Although the differentiation between delayed and deviant development remains clinically challenging in the first 2 years of life, inter-rater reliability for the distinction between ASD and non-ASD tend to be good to excellent (Van Daalen et al. 2009). Mahoney et al. (1998) found that experienced clinicians could reliably differentiate those with and without ASD (κ = 0.67). This result is consistent with the DSM-IV autism field trial (Klin et al. 2000) which reported an excellent inter-rater reliability (κ = 0.95) for the distinction between AD and non-PDD diagnoses. More recently, Van Daalen et al. (2009) found a good agreement between psychiatrists (κ = 0.74) for the distinction between ASD and non-ASD in 2-year-old children. The finer distinction between ASD subtypes, especially AD and PDD-NOS, seems more problematic with authors consistently reporting lower inter-rater agreements: κ = 0.18 (Mahoney et al. 1998); κ = 0.65 (Klin et al. 2000); κ = 0.51 (Van Daalen et al. 2009). These values are consistent with Witwer and Lecavalier (2008) who concluded that clinicians and researchers were not able to discriminate the three ASD subtypes based on the current DSM criteria. In addition to these observations on the inter-rater reliability of the PDD-NOS diagnosis, concerns have been raised about its predictive validity. While several studies have reported high stability levels for AD when diagnosed at age 2 (Lord 1995; Cox et al. 1999; Moore and Goodson 2003; Charman et al. 2005), lower stability has been observed for PDD-NOS (Cox et al. 1999). Walker et al. (2004) suggested that these results originate in the inability to accurately diagnosed PDD-NOS with current autism assessment instruments and the ambiguous DSM-IV-TR conceptualization.

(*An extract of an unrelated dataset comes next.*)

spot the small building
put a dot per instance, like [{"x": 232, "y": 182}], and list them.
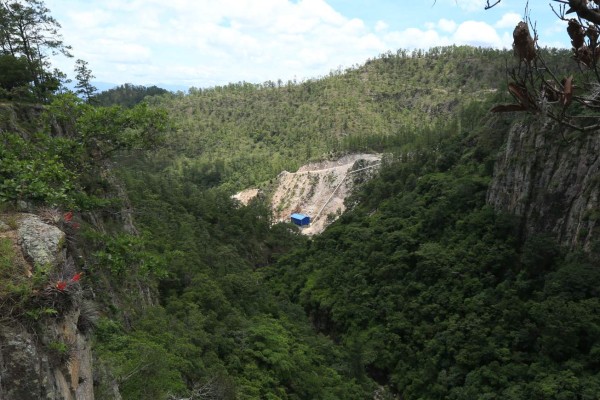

In order to reinforce the reliability and validity of the diagnostic categories, a number of standardised instruments including the Autism Diagnostic Observation Schedule (ADOS) and the Autism Diagnostic Interview-Revised (ADI-R) have been developed over the past years. The ADOS is a standardised diagnostic instrument which provides a direct observation of the child in different domains: social interactions, communication, play and imagination, and stereotyped behaviours. Each domain has cut-off scores for classification, and the scores for the first two domains are totalled to provide a summary score. Children can be classified as autistic, PDD-NOS or non-autistic (Lord et al. 1999). The ADI-R is a clinician-based parent interview that evaluates the child’s communication, social development, play and restricted, repetitive and stereotyped behaviours. Children can be classified as autistic or non-autistic (Lord et al. 1994). Diagnostic evaluation relies mostly on the clinical presentation around 4–5 years of age. Thus the utility of using this instrument in very young children has been questioned (Charman and Baird 2002). Another disadvantage about the use of ADI-R is that there is no scoring algorithm for PDD-NOS or AS (Scahill 2005). Despite the development of these empirically validated diagnostic instruments, clinical judgment by experienced clinicians remains the gold standard for an ASD diagnosis, especially in very young children (Charman and Baird 2002). In regards to those limitations, standard diagnostic instruments should be used with caution.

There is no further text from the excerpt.